It’s the process of finding the best delivery routes for a fleet of one or more vehicles, which will satisfy a set of customers, considering restrictions for customers, vehicles and drivers.
Which route is better than another depends on the objective of the optimization. There are many variations and specializations of these types of problems, but they usually aim to reduce the time spent or the amount of distance traveled by occupying the minimum amount of vehicles.

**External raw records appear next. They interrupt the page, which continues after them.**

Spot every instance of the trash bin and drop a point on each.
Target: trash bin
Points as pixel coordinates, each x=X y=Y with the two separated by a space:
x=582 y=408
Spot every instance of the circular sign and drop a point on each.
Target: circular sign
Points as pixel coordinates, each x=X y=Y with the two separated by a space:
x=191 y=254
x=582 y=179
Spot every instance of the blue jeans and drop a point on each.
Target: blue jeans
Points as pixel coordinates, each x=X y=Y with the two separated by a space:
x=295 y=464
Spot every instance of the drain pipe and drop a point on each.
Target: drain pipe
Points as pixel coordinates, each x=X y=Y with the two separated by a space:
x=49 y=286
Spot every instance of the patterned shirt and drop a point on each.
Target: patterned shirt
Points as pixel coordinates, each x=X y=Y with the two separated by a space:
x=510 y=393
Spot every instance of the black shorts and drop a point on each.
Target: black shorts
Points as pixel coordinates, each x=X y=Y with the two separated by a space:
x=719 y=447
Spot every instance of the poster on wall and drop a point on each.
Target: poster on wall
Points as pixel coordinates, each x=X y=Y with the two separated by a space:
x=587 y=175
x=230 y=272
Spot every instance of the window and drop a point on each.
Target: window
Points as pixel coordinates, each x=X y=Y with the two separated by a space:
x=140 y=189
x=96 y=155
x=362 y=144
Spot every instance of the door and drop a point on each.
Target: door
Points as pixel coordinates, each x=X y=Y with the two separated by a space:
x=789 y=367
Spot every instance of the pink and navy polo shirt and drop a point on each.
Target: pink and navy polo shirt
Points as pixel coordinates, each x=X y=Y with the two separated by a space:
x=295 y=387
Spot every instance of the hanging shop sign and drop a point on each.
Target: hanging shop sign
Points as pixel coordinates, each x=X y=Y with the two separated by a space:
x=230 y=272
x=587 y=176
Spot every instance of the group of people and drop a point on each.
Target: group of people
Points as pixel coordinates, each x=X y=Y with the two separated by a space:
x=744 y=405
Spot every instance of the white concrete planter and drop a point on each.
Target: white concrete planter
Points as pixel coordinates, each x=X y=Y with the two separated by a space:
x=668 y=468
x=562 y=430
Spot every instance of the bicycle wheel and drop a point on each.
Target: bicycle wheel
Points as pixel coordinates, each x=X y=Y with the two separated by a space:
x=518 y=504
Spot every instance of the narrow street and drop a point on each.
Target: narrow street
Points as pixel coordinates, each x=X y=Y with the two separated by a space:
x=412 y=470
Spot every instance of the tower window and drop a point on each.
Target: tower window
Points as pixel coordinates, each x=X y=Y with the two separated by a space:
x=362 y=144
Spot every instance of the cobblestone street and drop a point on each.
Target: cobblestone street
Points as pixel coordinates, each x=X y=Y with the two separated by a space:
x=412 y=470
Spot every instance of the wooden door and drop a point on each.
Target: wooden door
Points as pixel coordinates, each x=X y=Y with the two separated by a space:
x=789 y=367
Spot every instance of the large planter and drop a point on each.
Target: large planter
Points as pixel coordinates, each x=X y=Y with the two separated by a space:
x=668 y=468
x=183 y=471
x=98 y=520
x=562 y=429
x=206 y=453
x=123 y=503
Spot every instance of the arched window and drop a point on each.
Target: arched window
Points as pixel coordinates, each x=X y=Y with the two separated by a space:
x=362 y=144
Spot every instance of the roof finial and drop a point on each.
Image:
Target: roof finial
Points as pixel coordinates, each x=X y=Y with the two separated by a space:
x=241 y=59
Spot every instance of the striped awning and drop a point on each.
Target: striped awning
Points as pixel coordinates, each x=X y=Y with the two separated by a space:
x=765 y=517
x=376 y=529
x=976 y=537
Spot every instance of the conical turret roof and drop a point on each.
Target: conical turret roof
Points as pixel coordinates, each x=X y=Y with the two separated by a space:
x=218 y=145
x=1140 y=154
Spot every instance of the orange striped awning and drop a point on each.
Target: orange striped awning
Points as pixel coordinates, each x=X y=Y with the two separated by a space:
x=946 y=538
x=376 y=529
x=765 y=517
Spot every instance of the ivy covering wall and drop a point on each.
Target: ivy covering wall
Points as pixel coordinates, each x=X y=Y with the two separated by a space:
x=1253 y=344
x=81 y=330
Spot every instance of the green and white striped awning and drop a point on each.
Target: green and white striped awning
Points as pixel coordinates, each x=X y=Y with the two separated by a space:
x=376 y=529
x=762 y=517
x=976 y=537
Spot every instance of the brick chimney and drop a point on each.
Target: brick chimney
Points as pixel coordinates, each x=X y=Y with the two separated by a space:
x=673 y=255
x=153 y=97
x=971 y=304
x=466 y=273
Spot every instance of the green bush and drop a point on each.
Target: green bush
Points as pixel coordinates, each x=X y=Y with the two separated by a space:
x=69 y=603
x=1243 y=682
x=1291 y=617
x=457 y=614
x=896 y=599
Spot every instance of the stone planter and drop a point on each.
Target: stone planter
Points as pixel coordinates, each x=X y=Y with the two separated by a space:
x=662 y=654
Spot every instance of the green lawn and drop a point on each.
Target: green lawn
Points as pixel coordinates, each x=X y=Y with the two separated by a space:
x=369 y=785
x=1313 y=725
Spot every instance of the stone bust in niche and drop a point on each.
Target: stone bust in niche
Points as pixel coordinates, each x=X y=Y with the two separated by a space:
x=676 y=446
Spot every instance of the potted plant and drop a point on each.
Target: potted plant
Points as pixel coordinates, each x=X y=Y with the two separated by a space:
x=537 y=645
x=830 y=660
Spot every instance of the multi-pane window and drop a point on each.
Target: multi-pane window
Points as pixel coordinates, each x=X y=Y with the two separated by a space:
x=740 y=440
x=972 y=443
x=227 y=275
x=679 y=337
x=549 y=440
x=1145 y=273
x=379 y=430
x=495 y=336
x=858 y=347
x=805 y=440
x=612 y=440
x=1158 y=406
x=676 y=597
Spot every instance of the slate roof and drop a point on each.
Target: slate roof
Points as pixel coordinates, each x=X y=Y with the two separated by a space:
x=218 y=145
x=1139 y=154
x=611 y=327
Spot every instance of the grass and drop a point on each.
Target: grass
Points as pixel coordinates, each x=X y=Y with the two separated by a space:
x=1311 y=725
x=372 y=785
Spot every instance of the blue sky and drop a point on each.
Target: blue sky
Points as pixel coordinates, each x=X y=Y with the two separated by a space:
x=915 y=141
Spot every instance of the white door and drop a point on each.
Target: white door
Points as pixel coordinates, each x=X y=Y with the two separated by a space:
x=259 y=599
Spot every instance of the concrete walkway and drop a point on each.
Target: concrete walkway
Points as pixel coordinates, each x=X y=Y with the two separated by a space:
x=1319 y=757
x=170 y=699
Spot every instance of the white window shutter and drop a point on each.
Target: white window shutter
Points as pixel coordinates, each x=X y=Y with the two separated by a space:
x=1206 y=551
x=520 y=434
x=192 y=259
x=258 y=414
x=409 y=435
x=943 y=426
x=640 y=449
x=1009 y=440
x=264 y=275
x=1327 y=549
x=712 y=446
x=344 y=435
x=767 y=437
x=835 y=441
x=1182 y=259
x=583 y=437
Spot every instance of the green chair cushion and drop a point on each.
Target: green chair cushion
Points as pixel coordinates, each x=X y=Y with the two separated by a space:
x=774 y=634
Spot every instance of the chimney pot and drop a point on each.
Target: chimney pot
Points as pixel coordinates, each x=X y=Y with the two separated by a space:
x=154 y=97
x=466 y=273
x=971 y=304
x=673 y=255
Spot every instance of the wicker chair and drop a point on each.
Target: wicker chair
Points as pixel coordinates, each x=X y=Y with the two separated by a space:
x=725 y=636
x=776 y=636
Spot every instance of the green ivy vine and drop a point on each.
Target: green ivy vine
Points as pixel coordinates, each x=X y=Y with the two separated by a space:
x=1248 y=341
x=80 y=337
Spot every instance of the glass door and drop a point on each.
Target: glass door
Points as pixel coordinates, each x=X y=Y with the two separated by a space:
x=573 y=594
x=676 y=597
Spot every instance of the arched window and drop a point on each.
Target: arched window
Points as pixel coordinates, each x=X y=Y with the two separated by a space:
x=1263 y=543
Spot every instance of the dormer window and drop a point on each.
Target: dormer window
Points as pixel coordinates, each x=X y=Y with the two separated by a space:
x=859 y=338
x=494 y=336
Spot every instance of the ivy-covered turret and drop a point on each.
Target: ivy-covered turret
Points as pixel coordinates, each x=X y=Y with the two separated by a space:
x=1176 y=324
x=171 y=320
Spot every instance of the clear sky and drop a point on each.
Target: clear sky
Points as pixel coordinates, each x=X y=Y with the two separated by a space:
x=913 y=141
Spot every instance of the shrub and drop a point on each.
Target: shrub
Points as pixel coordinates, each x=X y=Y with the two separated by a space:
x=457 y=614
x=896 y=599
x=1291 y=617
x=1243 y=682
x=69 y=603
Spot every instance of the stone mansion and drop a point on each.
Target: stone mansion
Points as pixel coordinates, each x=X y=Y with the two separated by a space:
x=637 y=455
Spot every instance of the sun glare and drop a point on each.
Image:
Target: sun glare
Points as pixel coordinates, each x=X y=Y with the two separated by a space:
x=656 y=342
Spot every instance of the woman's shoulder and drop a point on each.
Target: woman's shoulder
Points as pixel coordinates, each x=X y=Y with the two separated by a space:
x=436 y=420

In the world of mathematics and computer science, the problem is formally known as a vehicle routing problem (VRP), and corresponds to a combinatorial optimization and integer programming problem. This works by intelligently analyzing the set of solutions that satisfy the restrictions entered, choosing those that are best evaluated according to whether time or distance is optimized.
According to the optimization theory, finding the optimal solution for this type of problem is NP-Hard, which means that only when the number of vehicles and destinations is relatively small, it is possible to find the effectively shorter solution by comparing all possible solutions between them. But finding the optimal solution for a very big problem could take an exceedingly long time. That is why to find solutions in a reasonable time it is necessary to use methods, or meta-heuristics, that allows to search for the optimal solution without having to analyze all possible solutions one by one, and thus better approach the optimum in a time controlled, but without necessarily guaranteeing that the solution found is the best.
The type of heuristics used for these types of problems are known as local search. Optiroute uses Tabu Search as a meta-heuristic to evaluate the different solutions, in the standard configuration of the search. In the exhaustive search configuration Guided Local search is used.